No acknowledgement found.


1. A.N.Moghaddam, et al., Magn Reson in Med (2004), vol. 52, pp. 300-309.

2. MJ.Negahdar, et al, Proc Intl Soc Mag Reson Med. 21 (2013)

3. Wang, C.Y, et al. Exp Fluids (2017), pp. 58-84. DOI: s00348-017-2368-0


Table 1. Imaging parameters for the phantom MRI data acquisition.

Figure 1: Comparison of CFD generated pressure (black line) with those derived from matrix-based Least Square approach (blue dashed line) and Pressure Poisson Equation solution (red dash-dot line) using noisy CFD data at 13.2 ml/s flow rate. Note that the standard deviation of zero mean Gaussian noise equals 0.08 which was added to CFD simulated velocity fields based on maximum velocity in each x, y and z directions. Also, please Note that only pressures along the centerline of the phantom is presented.

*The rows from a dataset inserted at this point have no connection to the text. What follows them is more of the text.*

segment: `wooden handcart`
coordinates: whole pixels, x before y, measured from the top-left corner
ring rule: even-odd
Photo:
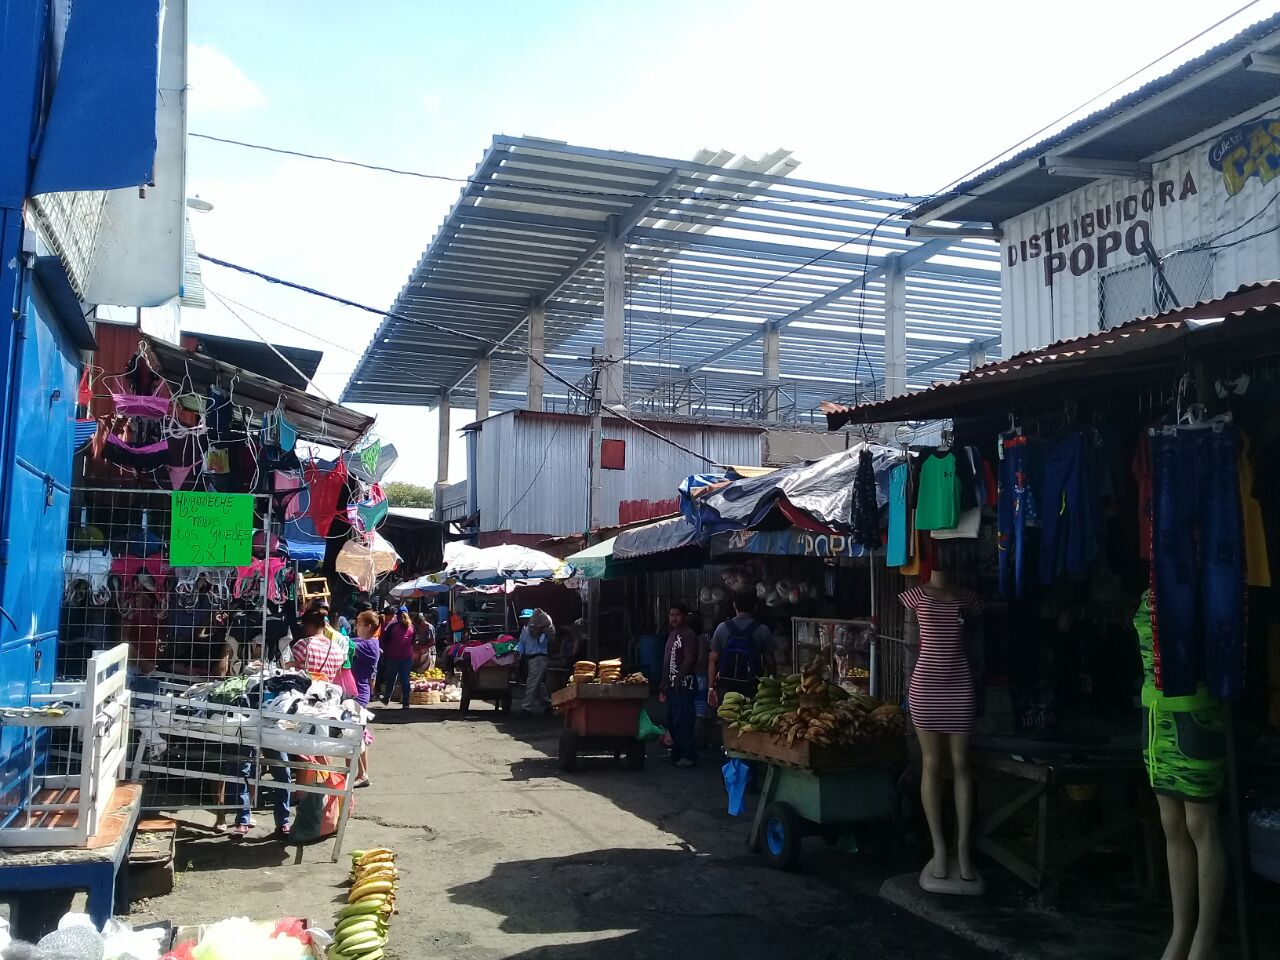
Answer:
[[[630,770],[644,769],[645,745],[636,734],[648,699],[647,683],[571,683],[551,694],[552,709],[564,714],[561,769],[571,772],[582,753],[611,753],[625,757]]]
[[[472,700],[487,700],[495,710],[511,712],[511,693],[516,680],[516,668],[496,663],[486,663],[479,670],[471,669],[471,661],[462,658],[462,699],[458,709],[466,713]]]
[[[726,729],[725,753],[766,765],[748,844],[768,866],[790,870],[805,837],[887,858],[893,851],[899,771],[907,764],[901,737],[858,750],[806,740],[788,746],[771,733]]]

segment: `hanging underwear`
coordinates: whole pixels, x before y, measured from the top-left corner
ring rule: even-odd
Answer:
[[[169,461],[169,441],[160,440],[141,447],[131,447],[114,433],[107,434],[103,456],[117,467],[126,470],[158,470]]]
[[[302,476],[311,492],[307,514],[316,526],[316,533],[327,537],[333,521],[342,516],[338,513],[338,501],[347,485],[347,467],[339,459],[332,470],[321,470],[312,461],[302,468]]]
[[[347,523],[360,533],[371,533],[390,509],[391,504],[382,492],[382,485],[375,483],[369,487],[369,494],[363,500],[347,505]]]
[[[168,613],[169,565],[163,558],[151,555],[138,557],[124,554],[111,561],[111,579],[116,594],[116,605],[126,617],[138,606],[138,594],[147,593],[155,598],[153,608],[163,619]]]
[[[364,464],[365,471],[369,474],[369,479],[376,480],[377,474],[374,473],[378,469],[378,461],[382,459],[382,441],[375,440],[363,450],[360,451],[360,462]]]
[[[294,470],[272,470],[271,491],[276,495],[285,520],[297,520],[305,514],[302,504],[302,475]]]
[[[138,396],[133,393],[113,393],[111,400],[115,403],[116,413],[122,417],[163,420],[169,415],[168,397],[158,397],[155,394]]]
[[[85,584],[94,606],[102,606],[111,600],[111,552],[109,550],[69,550],[62,561],[64,602],[72,598]]]
[[[76,418],[76,434],[75,434],[75,452],[84,453],[85,448],[93,440],[94,434],[98,432],[98,421],[93,417],[81,419]]]
[[[272,603],[283,603],[284,594],[280,589],[280,571],[286,565],[283,557],[271,557],[265,561],[254,560],[247,567],[236,568],[236,583],[233,590],[237,600],[257,601],[262,599],[263,579],[266,579],[267,599]]]
[[[93,403],[93,387],[89,385],[89,368],[85,367],[80,374],[80,385],[76,387],[76,406],[88,409]]]
[[[169,485],[181,490],[203,462],[200,446],[193,437],[169,437]]]
[[[231,577],[235,573],[232,567],[174,567],[173,574],[177,583],[173,592],[183,598],[183,605],[193,606],[199,599],[200,585],[209,585],[209,599],[214,606],[221,606],[231,599]]]
[[[279,415],[280,420],[280,436],[278,438],[280,449],[285,453],[292,453],[293,448],[298,445],[298,428],[284,418],[284,414]]]

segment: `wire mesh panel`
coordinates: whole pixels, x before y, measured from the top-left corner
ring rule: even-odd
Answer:
[[[1109,330],[1213,295],[1214,252],[1193,247],[1156,264],[1139,259],[1104,276],[1098,286],[1100,327]]]
[[[247,686],[278,659],[289,634],[285,605],[296,573],[269,551],[271,500],[253,496],[254,559],[244,567],[172,567],[168,562],[172,494],[161,490],[79,487],[72,491],[63,570],[57,673],[84,675],[89,658],[117,643],[129,648],[135,693],[135,773],[144,774],[144,806],[238,807],[225,784],[258,779],[256,752],[236,737],[165,737],[173,717],[149,699],[163,683]],[[198,689],[198,688],[197,688]],[[171,704],[165,704],[171,706]],[[165,756],[157,775],[145,761]]]

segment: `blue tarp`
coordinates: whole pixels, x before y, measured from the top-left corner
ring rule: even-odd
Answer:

Figure 2: Results from matrix-based Least Square approach (blue dashed line) and Pressure Poisson Equation solution (red line) on in-vitro phantom MRI data at 13.2 ml/s (top) and 130 ml/s (bottom) steady flow rate. Cleary, there is good agreement between two methods. Note that only pressure along the centerline of the phantom has been plotted.